On December 16 Curcio, Prelovsky and other graduates of NCC's graphic design program returned to campus to critique projects completed by students in Traci Anfuso-Young and Gayle Hendricks' typography classes. Now working as professional designers, they joined other industry representatives like Tom Doerfler of SWB&R ad agency and Susan Williams of Susan Williams & Associates, in commenting on the good and the bad, the beautiful and the ugly in students' calendar, menu, ad, and poster designs.
Next semester students will meet face-to-face with the professionals during a portfolio review, learning to sell themselves and their work. This semester the students were not present while the evaluators assessed their projects. Not having students in the room encourages the professionals to be completely candid, and not to go easy on the students, Anfuso-Young says. Later, as students read the written evaluations, "they can see where their strengths and weaknesses are."
Evaluators did not hold back. They chastised students for misspellings, lack of variety in subject matter, and sloppy kerning (spacing between letters).
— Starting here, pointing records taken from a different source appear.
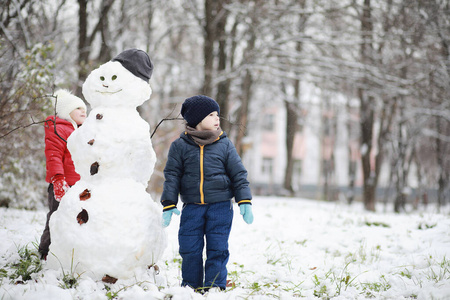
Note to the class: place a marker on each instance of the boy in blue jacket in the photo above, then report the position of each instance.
(204, 168)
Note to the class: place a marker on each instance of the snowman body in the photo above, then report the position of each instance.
(107, 224)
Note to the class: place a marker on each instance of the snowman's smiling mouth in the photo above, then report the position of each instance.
(108, 92)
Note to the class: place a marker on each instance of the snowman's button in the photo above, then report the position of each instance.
(82, 217)
(86, 194)
(94, 168)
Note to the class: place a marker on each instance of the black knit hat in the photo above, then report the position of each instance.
(196, 108)
(137, 62)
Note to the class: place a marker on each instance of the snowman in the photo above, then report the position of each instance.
(107, 225)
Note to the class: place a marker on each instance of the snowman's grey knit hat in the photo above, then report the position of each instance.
(137, 62)
(65, 103)
(196, 108)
They praised them for strong type skills, use of space and craftsmanship.
Some of the students presented their work in handsome wooden boxes. "When we took this class, we didn't have the opportunity of doing that," Prevlosky said. "The wooden portfolios really stand out."
Anfuso-Young believes that allowing students to be creative in presenting their work -rather than using store bought portfolios - gives them a chance to be unique. "There are pros and cons to the wooden portfolios," she says. "It's not always practical to carry one to an interview. Form follows function. That's part of the learning process."